Say, Wasn't That The Airplane...

US Officials Investigate 727 In Benin Crash

The State Department says it's investigating the aircraft involved in a deadly Christmas Day crash off the coast of Benin in West Africa, suggesting the same 727 was stolen from an airport in Angola last year.

The US had been looking frantically for the 727, worried that it had been stolen by terrorists intent on using it to attack targets in America. The US even used satellites to image remote airfields, hoping to catch a glimpse of the wayward airplane.

But it took a Canadian pilot flying for a humanitarian agency to spot the aircraft. Bob Strothers said he saw the same airplane on the ramp in Conarky, Guinea, back in June.

"We saw it on the ramp," Strothers said by telephone. "A new registration had been painted on the aluminum part, and underneath ... you could see the old registration number, which matches the plane that went missing."

If so, that aircraft was re-registered by the Lebanese-owned Union des Transports Africains. Christmas Day, a UTA 727 crashed into the ocean just off the coast of Benin after clipping a building. Of the 161 people on board that flight, at least 130 were killed.
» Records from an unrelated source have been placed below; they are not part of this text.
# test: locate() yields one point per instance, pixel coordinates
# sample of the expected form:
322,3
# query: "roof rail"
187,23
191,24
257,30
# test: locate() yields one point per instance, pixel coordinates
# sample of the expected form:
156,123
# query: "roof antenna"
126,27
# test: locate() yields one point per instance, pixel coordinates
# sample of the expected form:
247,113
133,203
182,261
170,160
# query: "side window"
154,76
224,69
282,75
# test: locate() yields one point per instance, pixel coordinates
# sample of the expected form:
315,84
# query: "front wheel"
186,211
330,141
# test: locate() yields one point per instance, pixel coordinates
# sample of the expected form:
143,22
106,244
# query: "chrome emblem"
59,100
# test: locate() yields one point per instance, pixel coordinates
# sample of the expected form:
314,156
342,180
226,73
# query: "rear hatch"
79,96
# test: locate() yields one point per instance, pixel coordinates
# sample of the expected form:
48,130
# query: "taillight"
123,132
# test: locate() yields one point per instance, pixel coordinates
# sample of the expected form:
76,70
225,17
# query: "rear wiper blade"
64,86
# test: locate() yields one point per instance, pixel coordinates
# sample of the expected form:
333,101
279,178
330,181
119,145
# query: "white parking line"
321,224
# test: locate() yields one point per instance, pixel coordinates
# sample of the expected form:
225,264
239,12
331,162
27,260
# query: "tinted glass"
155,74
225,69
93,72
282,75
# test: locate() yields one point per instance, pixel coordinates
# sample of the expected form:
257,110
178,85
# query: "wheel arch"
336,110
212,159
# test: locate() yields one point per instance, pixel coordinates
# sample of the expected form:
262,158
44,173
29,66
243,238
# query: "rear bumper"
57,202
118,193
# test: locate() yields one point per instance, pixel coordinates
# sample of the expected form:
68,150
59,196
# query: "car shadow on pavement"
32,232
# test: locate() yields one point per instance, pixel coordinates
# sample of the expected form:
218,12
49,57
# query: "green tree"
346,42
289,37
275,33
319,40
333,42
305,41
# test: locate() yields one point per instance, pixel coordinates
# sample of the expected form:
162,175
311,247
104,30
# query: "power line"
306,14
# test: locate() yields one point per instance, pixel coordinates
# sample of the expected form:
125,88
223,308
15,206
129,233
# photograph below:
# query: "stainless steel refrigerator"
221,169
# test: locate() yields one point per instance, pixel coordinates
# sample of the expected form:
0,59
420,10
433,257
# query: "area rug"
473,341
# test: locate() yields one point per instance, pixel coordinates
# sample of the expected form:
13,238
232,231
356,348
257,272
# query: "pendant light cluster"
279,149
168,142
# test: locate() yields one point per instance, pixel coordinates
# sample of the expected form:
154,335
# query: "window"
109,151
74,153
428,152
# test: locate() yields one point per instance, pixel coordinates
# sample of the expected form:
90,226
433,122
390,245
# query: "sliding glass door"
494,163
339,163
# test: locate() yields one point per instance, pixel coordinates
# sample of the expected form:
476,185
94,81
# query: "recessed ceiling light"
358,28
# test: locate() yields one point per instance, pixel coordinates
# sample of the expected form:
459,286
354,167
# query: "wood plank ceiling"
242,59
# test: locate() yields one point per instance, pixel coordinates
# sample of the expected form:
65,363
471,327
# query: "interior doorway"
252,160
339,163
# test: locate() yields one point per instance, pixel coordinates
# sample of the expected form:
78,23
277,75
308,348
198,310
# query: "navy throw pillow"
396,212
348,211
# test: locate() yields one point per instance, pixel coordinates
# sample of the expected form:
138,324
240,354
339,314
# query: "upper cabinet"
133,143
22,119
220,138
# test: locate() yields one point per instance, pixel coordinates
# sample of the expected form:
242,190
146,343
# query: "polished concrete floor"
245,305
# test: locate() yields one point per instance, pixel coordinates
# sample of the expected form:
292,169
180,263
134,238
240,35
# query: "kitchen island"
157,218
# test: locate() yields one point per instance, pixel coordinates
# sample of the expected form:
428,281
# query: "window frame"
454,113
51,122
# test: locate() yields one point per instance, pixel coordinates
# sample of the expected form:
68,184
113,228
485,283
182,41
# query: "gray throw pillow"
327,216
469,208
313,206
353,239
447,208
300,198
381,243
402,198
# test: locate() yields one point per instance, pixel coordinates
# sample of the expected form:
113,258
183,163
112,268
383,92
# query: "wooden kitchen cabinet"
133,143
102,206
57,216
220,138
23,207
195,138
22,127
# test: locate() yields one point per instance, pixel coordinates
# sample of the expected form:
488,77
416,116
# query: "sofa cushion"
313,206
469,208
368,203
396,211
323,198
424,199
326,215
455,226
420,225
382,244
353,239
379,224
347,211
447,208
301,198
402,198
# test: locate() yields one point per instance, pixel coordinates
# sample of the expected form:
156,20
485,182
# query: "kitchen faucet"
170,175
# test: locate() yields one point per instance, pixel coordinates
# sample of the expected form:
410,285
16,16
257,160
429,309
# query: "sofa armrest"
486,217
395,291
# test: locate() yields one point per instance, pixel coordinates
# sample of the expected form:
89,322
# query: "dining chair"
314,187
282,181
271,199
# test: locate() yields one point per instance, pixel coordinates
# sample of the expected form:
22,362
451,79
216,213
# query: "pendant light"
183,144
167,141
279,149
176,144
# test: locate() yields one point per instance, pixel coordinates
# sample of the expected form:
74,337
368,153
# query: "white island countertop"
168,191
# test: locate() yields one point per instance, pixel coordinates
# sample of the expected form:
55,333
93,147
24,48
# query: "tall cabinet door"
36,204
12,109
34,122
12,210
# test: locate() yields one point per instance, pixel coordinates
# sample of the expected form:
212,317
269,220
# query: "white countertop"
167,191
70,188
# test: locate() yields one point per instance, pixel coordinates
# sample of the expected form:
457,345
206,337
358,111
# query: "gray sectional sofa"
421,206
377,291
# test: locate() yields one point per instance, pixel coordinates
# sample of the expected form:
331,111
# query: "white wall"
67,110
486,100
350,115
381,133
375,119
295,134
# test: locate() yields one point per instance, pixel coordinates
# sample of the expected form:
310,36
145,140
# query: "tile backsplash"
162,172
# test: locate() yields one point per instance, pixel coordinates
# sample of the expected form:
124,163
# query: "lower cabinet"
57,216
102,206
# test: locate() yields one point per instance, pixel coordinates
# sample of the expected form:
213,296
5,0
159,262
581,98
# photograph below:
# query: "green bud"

Still, Lebanese aviation officials and others in the region say the 727 that crashed in the waters off Benin was much older than the one reported missing from Luanda, Angola on May 25th.

While UTA's owner and the Libyan pilot flying the doomed Benin flight haven't been seen since leaving the hospital shortly after the crash, air transport officials in Guinea said they were aware of Strothers' claim. "He was mistaken," senior aviation deputy Dominique Mara said. "This wasn't the plane from Luanda. The Transport Ministry has denied this claim."

Which, as tragic as the situation in Benin was, leaves an ominous question still open: If that wasn't the stolen aircraft from Luanda, where is it?